We may not like this state of unknowing and we may be scornful of any notion that the intrinsic uncertainty in our world may be managed. And yet, dealing with uncertainty is an evolutionary imperative. Without an innate ability to confront the unknown, we would founder in a highly uncertain and potentially dangerous world. Scores of times a day we intuitively and often subconsciously navigate the uncertainties that confront us – in what the weather may do, the level of congestion on our journey to work, how long a particular task may take us to complete, and how our interactions with colleagues or family should really be interpreted. To be human is to wrestle with uncertainty.
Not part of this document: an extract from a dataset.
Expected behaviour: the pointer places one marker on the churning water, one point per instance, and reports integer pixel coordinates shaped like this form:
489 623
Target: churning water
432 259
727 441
Fortunately, at least in the Western world, most of the daily uncertainties our capricious world sets before us are relatively trivial and the consequences minor. If we get the weather wrong, we may get wet (this is an especially common outcome in the wetlands of Manchester!) If we are caught in congestion we may be late for a meeting – annoying but not life threatening.
However in the complex organisational setting of a project to deliver a new aircraft engine for the Airbus 380 or to rid a sensitive natural environment of spent nuclear fuel rods, the consequences of underestimating uncertainty are very serious indeed. Here the individuals tasked with delivering these projects must be comfortable operating in an environment of high uncertainty. Daily they must wrestle with technical dilemmas such as to how do we improve engine efficiency, reduce weight and maintain exceptional safety performance, whilst keeping development costs under control and timescales for delivery to the customer realistic. Or how to minimise the impact of surprises when removing spent nuclear fuel from a container which was sealed shut back in the 1960’s. These project teams are closely watched over by internal and external industry regulators and a myriad of stakeholders from local communities to government ministers, each of whom has a heightened sense of anxiety to the consequences of any lapses in judgement, or the emergence of uncertainties that lay hitherto dormant deep within the project organisation. Uncertainty therefore looms large on “to do list” of these individuals who shoulder the responsibility for the delivery of complex, multi-million pound projects in safety-critical industries. Wrestling with uncertainty is a very real and present task for them. And I, for one, am thankful for the skill and judgement of these project managers and their teams, in identifying, making sense of, and confronting uncertainty to keep us safe whilst maximising the chances of successful project delivery.